Syaikh As Sa’diy berkata, “Ayat ini menjelaskan buruknya perbuatan zina, dan bahwa ia dapat mengotori kehormatan pelakunya dan kehormatan orang yang menemani dan mencampurinya tidak seperti dosa-dosa yang lain. Allah memberitahukan, bahwa pezina laki-laki tidak ada yang maju menerima nikahnya dari kalangan wanita selain wanita pezina juga yang keadaannya sama atau wanita yang menyekutukan Allah, tidak beriman kepada kebangkitan, dan tidak beriman kepada pembalasan, serta tidak memegang teguh perintah Allah. Demikian juga pezina perempuan, tidak ada yang mau menikahinya selain pezina laki-laki atau laki-laki musyrik.”

Menikahi wanita pezina, atau menikahkan puterinya dengan laki-laki pezina.

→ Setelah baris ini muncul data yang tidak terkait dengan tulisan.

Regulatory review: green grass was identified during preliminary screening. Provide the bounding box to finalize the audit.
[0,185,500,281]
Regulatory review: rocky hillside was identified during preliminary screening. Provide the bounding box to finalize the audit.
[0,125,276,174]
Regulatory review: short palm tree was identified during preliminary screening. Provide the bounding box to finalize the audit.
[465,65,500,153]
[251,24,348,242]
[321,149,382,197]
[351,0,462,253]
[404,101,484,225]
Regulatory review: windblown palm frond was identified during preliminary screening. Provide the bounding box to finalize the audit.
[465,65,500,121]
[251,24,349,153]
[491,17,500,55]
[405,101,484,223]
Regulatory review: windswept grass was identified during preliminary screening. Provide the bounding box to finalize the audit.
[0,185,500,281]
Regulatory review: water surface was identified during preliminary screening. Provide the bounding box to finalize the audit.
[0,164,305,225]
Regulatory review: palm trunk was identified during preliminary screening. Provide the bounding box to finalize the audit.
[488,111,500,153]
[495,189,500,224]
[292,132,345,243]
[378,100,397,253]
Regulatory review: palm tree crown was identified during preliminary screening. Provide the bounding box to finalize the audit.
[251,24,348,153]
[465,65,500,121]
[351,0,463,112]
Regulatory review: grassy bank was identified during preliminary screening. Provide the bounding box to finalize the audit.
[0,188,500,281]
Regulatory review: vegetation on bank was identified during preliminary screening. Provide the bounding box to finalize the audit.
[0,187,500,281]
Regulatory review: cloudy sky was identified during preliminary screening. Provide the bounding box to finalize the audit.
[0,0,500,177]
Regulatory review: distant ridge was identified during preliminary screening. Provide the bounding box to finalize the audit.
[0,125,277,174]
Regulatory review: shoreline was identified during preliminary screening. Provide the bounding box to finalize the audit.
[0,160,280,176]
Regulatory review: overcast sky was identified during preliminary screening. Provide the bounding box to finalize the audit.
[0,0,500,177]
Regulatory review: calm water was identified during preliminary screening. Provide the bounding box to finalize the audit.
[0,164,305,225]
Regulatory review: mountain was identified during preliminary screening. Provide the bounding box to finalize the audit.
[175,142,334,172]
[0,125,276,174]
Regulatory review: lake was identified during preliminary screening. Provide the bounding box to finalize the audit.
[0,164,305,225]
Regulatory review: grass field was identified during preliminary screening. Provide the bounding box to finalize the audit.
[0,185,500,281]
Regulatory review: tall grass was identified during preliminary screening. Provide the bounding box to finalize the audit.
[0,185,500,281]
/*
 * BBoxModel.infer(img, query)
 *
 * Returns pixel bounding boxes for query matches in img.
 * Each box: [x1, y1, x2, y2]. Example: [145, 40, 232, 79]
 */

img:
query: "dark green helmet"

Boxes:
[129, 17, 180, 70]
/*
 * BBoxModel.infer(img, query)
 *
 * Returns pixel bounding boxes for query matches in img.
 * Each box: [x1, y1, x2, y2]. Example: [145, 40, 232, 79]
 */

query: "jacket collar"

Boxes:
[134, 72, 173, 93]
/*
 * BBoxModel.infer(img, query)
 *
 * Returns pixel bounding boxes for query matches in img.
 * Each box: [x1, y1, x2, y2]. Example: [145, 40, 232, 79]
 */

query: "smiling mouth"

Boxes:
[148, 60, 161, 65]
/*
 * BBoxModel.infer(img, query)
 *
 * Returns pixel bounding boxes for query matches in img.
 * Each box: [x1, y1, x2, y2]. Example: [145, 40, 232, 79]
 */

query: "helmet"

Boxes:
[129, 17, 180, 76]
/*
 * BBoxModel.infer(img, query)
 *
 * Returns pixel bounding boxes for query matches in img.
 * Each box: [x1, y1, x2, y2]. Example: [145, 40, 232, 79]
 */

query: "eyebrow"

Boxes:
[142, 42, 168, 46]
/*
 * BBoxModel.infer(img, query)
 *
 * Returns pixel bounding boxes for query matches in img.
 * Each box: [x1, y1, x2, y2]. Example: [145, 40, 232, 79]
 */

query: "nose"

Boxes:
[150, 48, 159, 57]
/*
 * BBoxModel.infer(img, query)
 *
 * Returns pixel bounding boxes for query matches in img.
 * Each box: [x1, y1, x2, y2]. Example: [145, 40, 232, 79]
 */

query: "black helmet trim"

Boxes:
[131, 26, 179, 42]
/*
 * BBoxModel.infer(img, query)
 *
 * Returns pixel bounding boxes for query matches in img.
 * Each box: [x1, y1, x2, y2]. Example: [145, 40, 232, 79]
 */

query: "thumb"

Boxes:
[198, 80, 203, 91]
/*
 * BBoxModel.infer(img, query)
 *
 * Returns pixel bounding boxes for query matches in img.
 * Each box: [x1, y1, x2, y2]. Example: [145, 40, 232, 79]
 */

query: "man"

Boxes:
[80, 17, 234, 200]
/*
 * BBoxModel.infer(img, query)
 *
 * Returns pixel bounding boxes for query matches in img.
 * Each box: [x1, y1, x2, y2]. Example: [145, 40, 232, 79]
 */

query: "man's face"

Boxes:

Maksud ayat ini menurut Syaikh As Sa’diy adalah, “Bahwa barang siapa yang berbuat zina laki-laki atau wanita dan tidak bertobat daripadanya, maka orang yang maju menikahinya sedangkan Allah mengharamkannya, tidak lepas kemungkinan orangnya tidak berpegang teguh dengan hukum Allah dan Rasul-Nya, dan tidak ada yang seperti itu kecuali orang musyrik, bisa juga ia berpegang dengan hukum Allah dan Rasul-Nya, lalu ia memberanikan diri menikahinya padahal ia tahu orang itu sebagai pezina, maka pernikahan itu sesungguhnya zina, dan orang yang menikahinya adalah pezina. Kalau ia beriman kepada Allah dengan benat, tentu ia tidak akan maju melakukannya. Ini merupakan dalil yang tegas haramnya menikahi wanita pezina sampai ia bertobat dan demikian pula haramnya menikahkan (puteri kita) kepada laki-laki pezina sampai ia bertobat, karena hubungan suami dengan istrinya dan istri dengan suaminya adalah hubungan yang paling kuat dan paling sepasang. Allah Ta’ala telah berfirman, “(Kepada malaikat diperintahkan), "Kumpulkanlah orang-orang yang zalim beserta teman sejawat mereka…dst,” (terj. Ash Shaffaat: 22) yakni teman penyerta mereka. Allah mengharamkan yang demikian karena di dalamnya terdapat keburukan yang besar, dan di sana menunjukkan sedikitnya rasa kecemburuan, menghubungkan anak-anak yang bukan berasal dari suami, dan karena pezina tidak akan menjaga istrinya karena sibuk dengan wanita lain, di mana sebagian ini sudah cukup menjadikannya haram. Dalam ayat ini terdapat dalil bahwa pezina bukanlah seorang mukmin (mutlak), sebagaimana sabda Nabi shallallahu 'alaihi wa sallam, “Tidaklah berzina seorang pezina sedangkan dia adalam keadaan mukmin.” Pezina meskipun bukan musyrik, namun tidak diberikan gelar yang terpuji, yaitu iman yang mutlak.”